Oboje z wojowników zaczęli wypatrywać w gęstych źdźbłach traw ziół. Pierwsze zostało znalezione przez Czarnego, trzy pięknie rosnące nagietki. Omen wykopywał coś z ziemi, chyba nie wiedząc jak się za to zabrać. Cóż, ona też musi coś pozbierać. Ku jej zaskoczeniu, Ośnieżona Łąka ani trochę nie wyolbrzymiała z ilością ziół koło lasu klifiaków. W mig udało jej i reszcie patrolu znaleźć praktycznie wszystko, po co tu przyszli, w chociaż minimalnej ilości. Nie wierzyła. Będzie musiała przychodzić tu znacznie częściej. Odstawiła to, co udało jej się skraść z ziemi na niewielką kupkę i usiadła obok. Pozwoliła, by wiatr rozwiał jej nieuczesaną sierść.
Była zadowolona z poczynań towarzyszy. Szybko się uczyli, chociaż bolały ją rozerwane łodyżki i poturbowane liście. Cóż, nie od razu Klany zbudowano. Jak na koty, które nie zajmowały się niczym związanym z medycyną radzili sobie nawet nawet. Zwłaszcza Czarny wyglądał na zadowolonego z roboty. Może to właśnie w ten sposób będą lepszymi przyjaciółmi? Jak tylko zechce, może mu opowiedzieć wszystko o swoich ziołach i ich zastosowaniach. Będą ze sobą blisko, jak ona teraz z Mysikrólikiem! Bury kręcił się wokół, zrywając każdy napotkany kwiat. Wydawał jej się być szczęśliwy. A skoro Czarny był szczęśliwy, to Papla również. Nic nie podnosiło jej na duchu tak, jak widok braciszka z uśmiechem.

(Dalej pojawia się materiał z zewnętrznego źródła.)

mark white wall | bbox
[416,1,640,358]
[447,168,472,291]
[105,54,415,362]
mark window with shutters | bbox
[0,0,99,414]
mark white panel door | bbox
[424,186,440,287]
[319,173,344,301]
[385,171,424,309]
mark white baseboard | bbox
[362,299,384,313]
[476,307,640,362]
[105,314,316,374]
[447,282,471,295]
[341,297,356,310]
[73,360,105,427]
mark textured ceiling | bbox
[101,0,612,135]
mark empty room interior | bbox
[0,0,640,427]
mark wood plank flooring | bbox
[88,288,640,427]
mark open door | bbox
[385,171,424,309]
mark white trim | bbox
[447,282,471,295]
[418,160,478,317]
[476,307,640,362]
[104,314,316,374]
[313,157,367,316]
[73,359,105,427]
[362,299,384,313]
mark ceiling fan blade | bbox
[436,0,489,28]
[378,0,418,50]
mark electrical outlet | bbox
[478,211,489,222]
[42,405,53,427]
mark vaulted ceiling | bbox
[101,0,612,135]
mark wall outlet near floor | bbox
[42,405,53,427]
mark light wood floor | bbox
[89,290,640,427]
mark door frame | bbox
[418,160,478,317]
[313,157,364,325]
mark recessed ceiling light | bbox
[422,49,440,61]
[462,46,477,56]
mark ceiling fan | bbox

– Jakie to zioło? – chłodny głos Omena wytrącił ją z rozmyślań o swoim bracie. Pokazywał jej niewielkie, zielone, nakrapiane liście. – Nie widziałem ich wcześniej.
– Nie rośnie na terenach Klanu Wilka… – przyjrzała się zielsku. Nie przypominała sobie nic takiego. – Weź je, może Ośnieżona Łąka albo Deszcz coś wiedzą.
– A ty? Nie jesteś uczennicą medyka?
– Jestem. – bąknęła cicho. – Nie wiem jeszcze wszystkiego. Medycy mówią, że dobrze się uczę.
– Cóż, nie wątpię. – wyprostował się, a Paplającej Łapie natychmiast ulżyło. – A ty? Zbierasz czy nas obserwujesz?
– Musiałam chwilę odpocząć. – skłamała pośpiesznie wstając. – Już się biorę do roboty.
W trawie nie zostało już za wiele, ale nadal czuła zapach bzowego krzewu niedaleko. Jeśli go znajdą, mogą wrócić już do domu. Weszła na wzgórze, rozglądając się za ziółkami. Miała nadzieję, że to jej długo nie zajmie. Szczerze, już dawno rzuciłaby się na legowisko, pogrążając we śnie. Zaczęła żałować swoich zapasów tłuszczu, wątłych klusek zamiast łapek i niskiego wzrostu. Najchętniej odpoczywałaby całymi latami. Nigdy się nad tym nie zastanawiała, tak właściwie. Mysikrólik zawsze jej mówił, że jest urocza. Ale może po prostu nie chciał jej okłamywać? Co jeśli wszyscy patrzą na nią, myśląc że jest… gruba? Że jest brzydka?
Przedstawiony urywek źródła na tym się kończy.